In Vietnam, ove il settore è relativamente importante, si calcola che un solo, marginale, episodio di influenza aviaria abbia determinato, nel 2003, un costo dell’ordine dello 0,2 per cento del Pil. Costi di questa natura vengono sopportati oggi anche in Europa.
Enormemente più gravi sarebbero, naturalmente, i costi di un’eventuale pandemia che interessasse l’uomo. Ma è interessante sottolineare che anche il solo timore della pandemia genera rilevanti effetti economici negativi.
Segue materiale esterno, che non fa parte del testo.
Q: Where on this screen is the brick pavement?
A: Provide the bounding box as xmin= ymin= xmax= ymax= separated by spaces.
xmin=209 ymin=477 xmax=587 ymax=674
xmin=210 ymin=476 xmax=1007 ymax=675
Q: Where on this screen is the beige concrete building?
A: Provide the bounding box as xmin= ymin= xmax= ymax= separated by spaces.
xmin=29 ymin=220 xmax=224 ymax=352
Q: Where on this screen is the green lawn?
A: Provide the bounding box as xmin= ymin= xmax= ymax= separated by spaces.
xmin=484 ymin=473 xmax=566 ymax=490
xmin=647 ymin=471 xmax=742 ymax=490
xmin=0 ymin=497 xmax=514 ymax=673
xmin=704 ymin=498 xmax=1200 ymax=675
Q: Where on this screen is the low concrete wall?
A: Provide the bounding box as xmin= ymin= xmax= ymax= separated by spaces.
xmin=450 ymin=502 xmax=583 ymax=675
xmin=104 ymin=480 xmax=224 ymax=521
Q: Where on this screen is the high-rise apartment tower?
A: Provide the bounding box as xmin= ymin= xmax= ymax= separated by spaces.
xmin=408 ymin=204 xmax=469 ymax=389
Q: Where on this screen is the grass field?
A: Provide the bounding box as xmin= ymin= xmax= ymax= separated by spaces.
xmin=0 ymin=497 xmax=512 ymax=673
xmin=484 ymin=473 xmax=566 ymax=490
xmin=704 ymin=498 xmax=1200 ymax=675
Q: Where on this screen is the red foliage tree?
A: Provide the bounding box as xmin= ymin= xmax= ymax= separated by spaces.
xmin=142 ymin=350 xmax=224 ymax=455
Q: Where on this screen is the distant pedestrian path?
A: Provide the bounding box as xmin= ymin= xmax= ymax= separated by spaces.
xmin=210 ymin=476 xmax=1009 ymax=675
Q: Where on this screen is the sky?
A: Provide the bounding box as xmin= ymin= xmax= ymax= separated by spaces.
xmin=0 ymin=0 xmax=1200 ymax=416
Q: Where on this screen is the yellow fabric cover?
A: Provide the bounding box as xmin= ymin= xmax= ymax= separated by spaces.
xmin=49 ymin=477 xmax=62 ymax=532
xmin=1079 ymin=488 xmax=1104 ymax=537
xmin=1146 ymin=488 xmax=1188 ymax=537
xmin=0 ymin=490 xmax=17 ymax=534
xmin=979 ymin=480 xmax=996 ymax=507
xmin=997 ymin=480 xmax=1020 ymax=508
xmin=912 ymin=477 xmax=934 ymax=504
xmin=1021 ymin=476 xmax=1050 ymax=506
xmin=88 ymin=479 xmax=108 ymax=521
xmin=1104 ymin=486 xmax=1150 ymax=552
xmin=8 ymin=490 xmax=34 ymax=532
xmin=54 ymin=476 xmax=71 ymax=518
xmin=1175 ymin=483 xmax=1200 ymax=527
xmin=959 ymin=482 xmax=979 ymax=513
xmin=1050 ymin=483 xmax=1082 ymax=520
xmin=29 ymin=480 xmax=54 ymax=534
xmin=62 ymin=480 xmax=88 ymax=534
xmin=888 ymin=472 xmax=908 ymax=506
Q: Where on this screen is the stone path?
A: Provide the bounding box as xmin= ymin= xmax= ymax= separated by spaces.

Un’esperienza recente piuttosto significativa è quella della Sars. Nel tentativo di ridurre la probabilità di contrarre il virus sono cambiati gli stili di vita e di consumo, con conseguenze negative sul turismo, i trasporti, l’alimentazione e, attraverso effetti di induzione, su numerosi altri settori. Va poi aggiunta la crescita dell’assenteismo nei luoghi di lavoro e il probabile abbassamento della produttività individuale. Secondo alcune stime, nel secondo trimestre del 2003, questo insieme di fenomeni ha inciso, per circa il 2 per cento sul Pil dei paesi asiatici interessati. Ed è bene ricordare che alla fine la Sars ha provocato meno di mille morti. Dunque, gli effetti economici che ha generato appaiono, ex-post, eccessivi in rapporto ai rischi reali. Nel caso di rischi estremi definire ex-ante il confine tra razionale cautela e ingiustificato allarmismo è però estremamente complicato.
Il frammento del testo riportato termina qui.